Roanoke Times Copyright (c) 1995, Landmark Communications, Inc. DATE: MONDAY, March 30, 1992 TAG: 9203300018 SECTION: NATIONAL/INTERNATIONAL PAGE: A-2 EDITION: METRO SOURCE: Associated Press DATELINE: HERZLIYA, ISRAEL LENGTH: Medium
The move dealt Prime Minister Yitzhak Shamir a potentially major setback three months before national elections.
Levy's resignation - delivered in an angry, strongly worded speech to supporters - does not take effect until 48 hours after he hands it to the Cabinet, and his step may be a tactic to force Shamir into giving his faction more clout in the party.
The Cabinet's next scheduled meeting is a week away, so Shamir still has plenty of time to reach a compromise if he wants one.
Nonetheless, Levy's announcement and his rancorous language dramatized the deep split in the Likud party as it heads into the June 23 election against a Labor party that is pulling ahead in opinion polls.
Shamir made no immediate comment. But Benjamin Begin, a Likud legislator who is not in Levy's camp, told army radio, "I hope he does not go through with it."
Levy, 53, is seen as more flexible on the peace talks than the hard-line Shamir, and the two have frequently been at odds over Levy's efforts to sweep aside procedural roadblocks and get the talks going.

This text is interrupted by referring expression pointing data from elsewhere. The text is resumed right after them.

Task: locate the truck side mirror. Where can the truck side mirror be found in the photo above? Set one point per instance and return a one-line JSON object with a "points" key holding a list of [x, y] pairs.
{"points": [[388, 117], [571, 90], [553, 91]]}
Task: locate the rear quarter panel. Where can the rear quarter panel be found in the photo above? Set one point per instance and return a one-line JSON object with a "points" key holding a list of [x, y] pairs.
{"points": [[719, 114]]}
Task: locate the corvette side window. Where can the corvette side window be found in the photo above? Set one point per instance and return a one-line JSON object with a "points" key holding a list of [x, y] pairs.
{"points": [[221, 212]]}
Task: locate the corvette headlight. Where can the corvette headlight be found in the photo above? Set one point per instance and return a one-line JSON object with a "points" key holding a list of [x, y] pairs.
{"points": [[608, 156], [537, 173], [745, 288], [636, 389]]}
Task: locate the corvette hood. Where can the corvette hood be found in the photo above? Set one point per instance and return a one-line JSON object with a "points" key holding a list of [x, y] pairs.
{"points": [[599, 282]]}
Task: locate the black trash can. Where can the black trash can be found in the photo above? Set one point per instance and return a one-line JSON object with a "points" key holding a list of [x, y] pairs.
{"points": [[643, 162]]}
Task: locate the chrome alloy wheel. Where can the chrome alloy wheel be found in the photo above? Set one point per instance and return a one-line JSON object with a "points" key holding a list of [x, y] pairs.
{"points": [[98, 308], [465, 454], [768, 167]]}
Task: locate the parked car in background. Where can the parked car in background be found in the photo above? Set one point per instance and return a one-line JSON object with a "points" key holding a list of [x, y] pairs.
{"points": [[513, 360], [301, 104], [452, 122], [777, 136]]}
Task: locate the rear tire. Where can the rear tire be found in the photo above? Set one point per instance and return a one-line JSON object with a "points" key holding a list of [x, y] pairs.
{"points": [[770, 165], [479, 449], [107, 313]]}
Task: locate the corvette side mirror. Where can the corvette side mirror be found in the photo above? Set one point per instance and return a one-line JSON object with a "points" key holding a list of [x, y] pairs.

There was speculation that Levy would announce he was quitting the party as well. But he gave no such indication - a further sign he could be leaving his options open in hopes of jolting Shamir into giving his supporters broader party representation.
The Moroccan-born Levy is a symbol to Sephardim - Israelis of Middle Eastern extraction - who make up Likud's main constituency. Without Levy, Likud could lose Sephardic votes to Labor.